If it seems that my obsessive compulsive personality is fairly obvious in my writing I am put in the shade by Joe Friel, founder of Training Peaks, elite coach and author of a number of books on training for endurance athletes. I have just read one of those books Fast After Fifty. He was 70 when he wrote it and I suspect the title should have been This is how I’m Gonna be Fast After Seventy. It’s an informative read and some of his wisdom will find its way into my training regime.
In the first chapter we learn what age does to you and it ain’t pretty …
To go on churning out fast times in the pool your shoulders have to stand up extremely well and you need a remarkable tolerance of the view from the waterline of the inside of a pool. At least it’s weightless.

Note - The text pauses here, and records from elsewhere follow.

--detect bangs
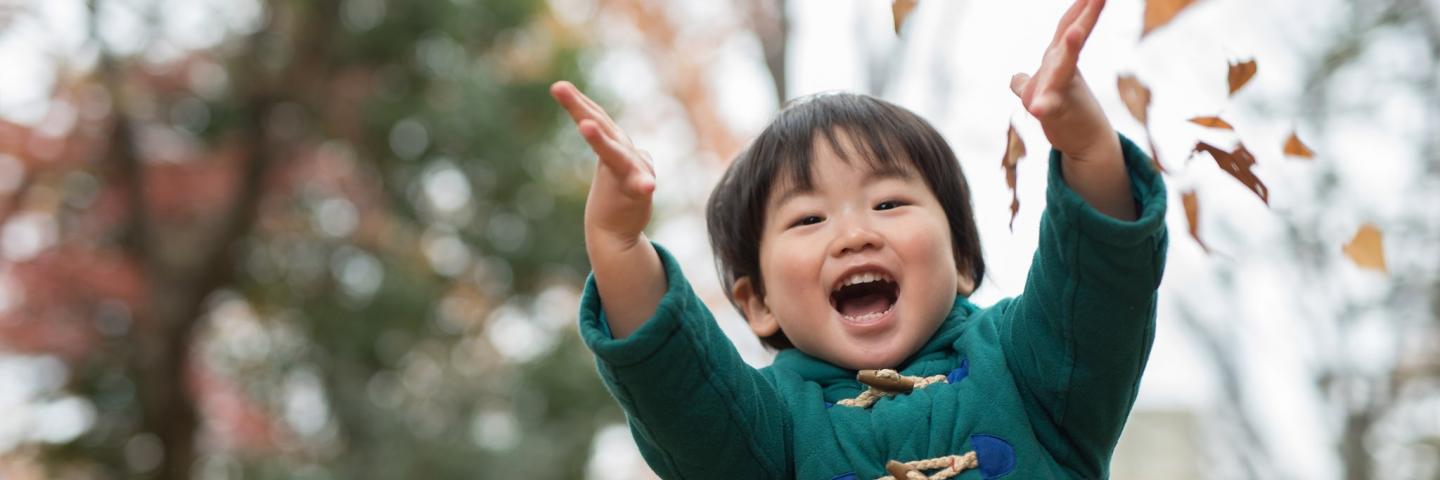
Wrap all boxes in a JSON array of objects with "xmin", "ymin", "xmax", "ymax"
[{"xmin": 774, "ymin": 124, "xmax": 917, "ymax": 198}]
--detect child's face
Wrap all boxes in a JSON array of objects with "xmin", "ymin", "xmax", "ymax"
[{"xmin": 737, "ymin": 132, "xmax": 965, "ymax": 370}]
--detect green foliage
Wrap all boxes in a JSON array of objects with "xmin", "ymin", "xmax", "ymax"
[
  {"xmin": 42, "ymin": 0, "xmax": 613, "ymax": 477},
  {"xmin": 237, "ymin": 0, "xmax": 611, "ymax": 477}
]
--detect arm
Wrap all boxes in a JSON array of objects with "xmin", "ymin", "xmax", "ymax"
[
  {"xmin": 549, "ymin": 81, "xmax": 664, "ymax": 338},
  {"xmin": 1001, "ymin": 135, "xmax": 1167, "ymax": 477},
  {"xmin": 1002, "ymin": 0, "xmax": 1168, "ymax": 475},
  {"xmin": 578, "ymin": 244, "xmax": 792, "ymax": 479},
  {"xmin": 553, "ymin": 82, "xmax": 792, "ymax": 478}
]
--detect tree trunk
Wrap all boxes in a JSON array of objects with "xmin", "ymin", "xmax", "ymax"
[
  {"xmin": 1341, "ymin": 410, "xmax": 1374, "ymax": 480},
  {"xmin": 134, "ymin": 285, "xmax": 204, "ymax": 480}
]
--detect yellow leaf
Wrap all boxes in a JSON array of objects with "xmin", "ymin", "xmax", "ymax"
[
  {"xmin": 1284, "ymin": 131, "xmax": 1314, "ymax": 159},
  {"xmin": 1342, "ymin": 224, "xmax": 1387, "ymax": 273},
  {"xmin": 1117, "ymin": 74, "xmax": 1151, "ymax": 125},
  {"xmin": 1188, "ymin": 116, "xmax": 1234, "ymax": 130},
  {"xmin": 892, "ymin": 0, "xmax": 918, "ymax": 35},
  {"xmin": 1228, "ymin": 59, "xmax": 1258, "ymax": 96},
  {"xmin": 1142, "ymin": 0, "xmax": 1198, "ymax": 38},
  {"xmin": 1001, "ymin": 122, "xmax": 1025, "ymax": 231}
]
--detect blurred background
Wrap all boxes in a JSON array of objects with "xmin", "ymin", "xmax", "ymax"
[{"xmin": 0, "ymin": 0, "xmax": 1434, "ymax": 478}]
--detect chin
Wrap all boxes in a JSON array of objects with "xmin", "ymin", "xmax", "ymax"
[{"xmin": 830, "ymin": 339, "xmax": 916, "ymax": 371}]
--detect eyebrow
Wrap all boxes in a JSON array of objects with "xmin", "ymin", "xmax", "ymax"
[{"xmin": 769, "ymin": 167, "xmax": 915, "ymax": 209}]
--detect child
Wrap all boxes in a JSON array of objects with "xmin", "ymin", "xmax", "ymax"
[{"xmin": 550, "ymin": 0, "xmax": 1167, "ymax": 477}]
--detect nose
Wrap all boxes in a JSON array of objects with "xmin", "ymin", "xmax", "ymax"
[{"xmin": 828, "ymin": 213, "xmax": 884, "ymax": 257}]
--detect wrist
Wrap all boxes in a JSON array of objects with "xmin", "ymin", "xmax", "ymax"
[
  {"xmin": 1060, "ymin": 129, "xmax": 1121, "ymax": 165},
  {"xmin": 586, "ymin": 229, "xmax": 650, "ymax": 263}
]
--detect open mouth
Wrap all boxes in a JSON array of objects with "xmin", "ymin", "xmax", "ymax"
[{"xmin": 829, "ymin": 272, "xmax": 899, "ymax": 322}]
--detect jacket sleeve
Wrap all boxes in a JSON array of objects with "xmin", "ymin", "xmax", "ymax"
[
  {"xmin": 578, "ymin": 243, "xmax": 792, "ymax": 479},
  {"xmin": 998, "ymin": 133, "xmax": 1169, "ymax": 477}
]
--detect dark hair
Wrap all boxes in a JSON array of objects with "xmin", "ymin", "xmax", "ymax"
[{"xmin": 706, "ymin": 92, "xmax": 984, "ymax": 349}]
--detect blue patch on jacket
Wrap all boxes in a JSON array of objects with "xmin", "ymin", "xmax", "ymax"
[
  {"xmin": 971, "ymin": 434, "xmax": 1016, "ymax": 479},
  {"xmin": 947, "ymin": 358, "xmax": 970, "ymax": 384}
]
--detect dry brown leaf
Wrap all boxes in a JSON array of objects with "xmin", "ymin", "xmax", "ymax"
[
  {"xmin": 1147, "ymin": 136, "xmax": 1166, "ymax": 173},
  {"xmin": 892, "ymin": 0, "xmax": 918, "ymax": 35},
  {"xmin": 1284, "ymin": 131, "xmax": 1314, "ymax": 159},
  {"xmin": 1117, "ymin": 74, "xmax": 1151, "ymax": 125},
  {"xmin": 1001, "ymin": 122, "xmax": 1026, "ymax": 231},
  {"xmin": 1142, "ymin": 0, "xmax": 1198, "ymax": 37},
  {"xmin": 1188, "ymin": 116, "xmax": 1235, "ymax": 130},
  {"xmin": 1193, "ymin": 141, "xmax": 1269, "ymax": 205},
  {"xmin": 1115, "ymin": 76, "xmax": 1164, "ymax": 171},
  {"xmin": 1342, "ymin": 224, "xmax": 1387, "ymax": 273},
  {"xmin": 1182, "ymin": 190, "xmax": 1209, "ymax": 253},
  {"xmin": 1228, "ymin": 59, "xmax": 1258, "ymax": 96}
]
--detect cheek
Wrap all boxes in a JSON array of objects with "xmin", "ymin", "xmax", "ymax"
[
  {"xmin": 760, "ymin": 239, "xmax": 822, "ymax": 300},
  {"xmin": 898, "ymin": 217, "xmax": 952, "ymax": 256},
  {"xmin": 897, "ymin": 217, "xmax": 959, "ymax": 284}
]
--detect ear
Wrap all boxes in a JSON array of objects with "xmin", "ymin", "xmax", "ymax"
[
  {"xmin": 732, "ymin": 277, "xmax": 780, "ymax": 337},
  {"xmin": 956, "ymin": 265, "xmax": 976, "ymax": 297}
]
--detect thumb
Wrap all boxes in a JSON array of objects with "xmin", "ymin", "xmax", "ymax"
[{"xmin": 1009, "ymin": 73, "xmax": 1031, "ymax": 98}]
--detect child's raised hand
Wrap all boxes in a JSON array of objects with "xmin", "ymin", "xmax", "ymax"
[
  {"xmin": 1008, "ymin": 0, "xmax": 1118, "ymax": 160},
  {"xmin": 550, "ymin": 81, "xmax": 656, "ymax": 247},
  {"xmin": 1010, "ymin": 0, "xmax": 1136, "ymax": 220},
  {"xmin": 551, "ymin": 81, "xmax": 665, "ymax": 336}
]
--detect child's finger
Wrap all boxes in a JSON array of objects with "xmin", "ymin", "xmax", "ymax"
[
  {"xmin": 1049, "ymin": 29, "xmax": 1083, "ymax": 84},
  {"xmin": 1030, "ymin": 92, "xmax": 1063, "ymax": 119},
  {"xmin": 1010, "ymin": 73, "xmax": 1032, "ymax": 99},
  {"xmin": 551, "ymin": 81, "xmax": 590, "ymax": 121},
  {"xmin": 552, "ymin": 82, "xmax": 626, "ymax": 141},
  {"xmin": 1075, "ymin": 0, "xmax": 1105, "ymax": 42},
  {"xmin": 572, "ymin": 87, "xmax": 622, "ymax": 130},
  {"xmin": 1051, "ymin": 0, "xmax": 1087, "ymax": 44},
  {"xmin": 579, "ymin": 120, "xmax": 642, "ymax": 179},
  {"xmin": 556, "ymin": 82, "xmax": 628, "ymax": 142},
  {"xmin": 626, "ymin": 170, "xmax": 656, "ymax": 197}
]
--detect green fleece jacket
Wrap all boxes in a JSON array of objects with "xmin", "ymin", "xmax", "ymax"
[{"xmin": 578, "ymin": 134, "xmax": 1168, "ymax": 479}]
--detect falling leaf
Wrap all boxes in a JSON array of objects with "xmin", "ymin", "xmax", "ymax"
[
  {"xmin": 1117, "ymin": 75, "xmax": 1151, "ymax": 125},
  {"xmin": 1284, "ymin": 131, "xmax": 1314, "ymax": 159},
  {"xmin": 1342, "ymin": 224, "xmax": 1387, "ymax": 273},
  {"xmin": 1228, "ymin": 59, "xmax": 1258, "ymax": 96},
  {"xmin": 1001, "ymin": 122, "xmax": 1026, "ymax": 231},
  {"xmin": 1188, "ymin": 116, "xmax": 1234, "ymax": 130},
  {"xmin": 1193, "ymin": 141, "xmax": 1269, "ymax": 205},
  {"xmin": 1142, "ymin": 0, "xmax": 1198, "ymax": 38},
  {"xmin": 1182, "ymin": 190, "xmax": 1209, "ymax": 253},
  {"xmin": 1147, "ymin": 137, "xmax": 1166, "ymax": 173},
  {"xmin": 1116, "ymin": 75, "xmax": 1164, "ymax": 173},
  {"xmin": 892, "ymin": 0, "xmax": 918, "ymax": 35}
]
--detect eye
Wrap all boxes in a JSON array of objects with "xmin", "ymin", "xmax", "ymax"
[
  {"xmin": 790, "ymin": 215, "xmax": 824, "ymax": 228},
  {"xmin": 875, "ymin": 200, "xmax": 907, "ymax": 211}
]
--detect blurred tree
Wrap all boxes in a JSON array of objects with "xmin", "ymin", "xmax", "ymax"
[{"xmin": 0, "ymin": 0, "xmax": 619, "ymax": 478}]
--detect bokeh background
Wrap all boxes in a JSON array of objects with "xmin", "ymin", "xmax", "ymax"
[{"xmin": 0, "ymin": 0, "xmax": 1435, "ymax": 478}]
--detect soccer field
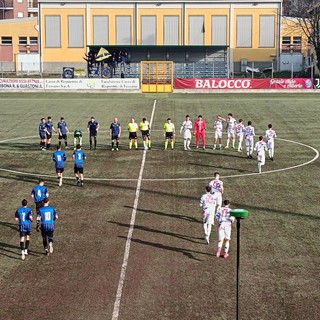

The runner on the other hand has to absorb their body weight as it hits the ground over and over. Quads and calves work to absorb momentum even as the muscles extend – eccentric contraction. In cycling muscles shorten as they contract – concentric contraction – and suffer less fatigue as a consequence.
At first glance things look pretty good for the cyclist but that graph only goes to age 64! But it seems that the niggling little injuries are fewer – just don’t come off your bike and sustain the big ones.
As well as a prescription for training Joe encourages weight lifting and discusses recovery strategies, sleep and diet.
A very worthwhile read, I recommend it.
But once again the research is into the persisting older athlete. There is little to indicate what the reforming couch potato can expect to achieve in his or her later years. No good looking backwards for answers. Before the boomers took up jogging older folk were expected to take it easy, nothing too strenuous. We are pioneers.